Prime Minister Imran Khan has lauded his team for successfully carrying out the Ten Billion Tree Tsunami as the UN Environment Programme acknowledged Pakistan’s lead role in ecosystem restoration.
“Proud of my team,” the prime minister said in a tweet, quoting UNEP as saying that “We are at a point in history where we need to act, and Pakistan is leading on this important effort”.
The prime minister also shared an article published on the website of Stockholm+50 – an international meeting convened by the United Nations General Assembly, the preparatory meeting of which was held on March 28 at the UN Headquarters in New York.
The article mentioned Pakistan’s contribution towards the up-gradation of the environment.

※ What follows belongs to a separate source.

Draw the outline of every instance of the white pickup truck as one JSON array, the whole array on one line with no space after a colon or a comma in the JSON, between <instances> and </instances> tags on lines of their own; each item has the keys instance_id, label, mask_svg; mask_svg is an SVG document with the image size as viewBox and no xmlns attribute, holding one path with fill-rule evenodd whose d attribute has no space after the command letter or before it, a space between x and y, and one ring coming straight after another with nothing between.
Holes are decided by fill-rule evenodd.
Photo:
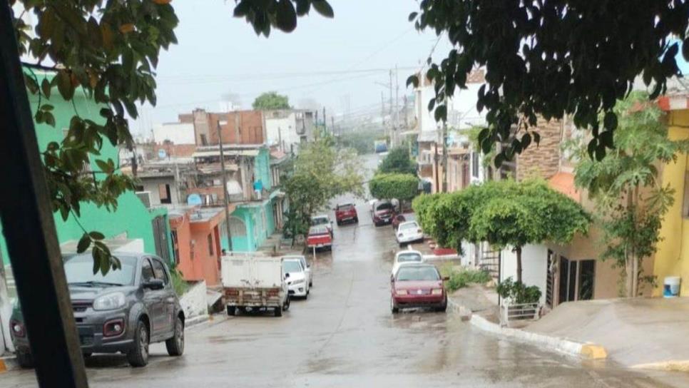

“Large scale restoration initiatives such as The Ten Billion Tree Tsunami Project are central to Pakistan’s efforts to support the UN Decade and to increase ecosystem restoration,” said Dechen Tsering, UNEP’s Regional Director for Asia and the Pacific. “We are at a point in history where we need to act, and Pakistan is leading on this important effort.”The UNEP’s Inclusive Wealth Report for Pakistan, a first-of-its-kind accounting of the country’s natural, human and produced capital, said “it was promising to see the steps that the country’s government is taking to turn things around, particularly with its restoration projects”.
The ambitious project – which aims to revive forest and wildlife resources in Pakistan and bring a host of other benefits – planted 1.42 billion trees between 2019 and December 2021, covering 1.36 million acres across almost 10,000 sites.
According to a UN Development Programme (UNDP) report, Pakistan is particularly susceptible to increased variability of monsoons, receding Himalayan glaciers, and extreme events including floods and droughts. The knock-on effect of these will be an increase in food and water insecurity.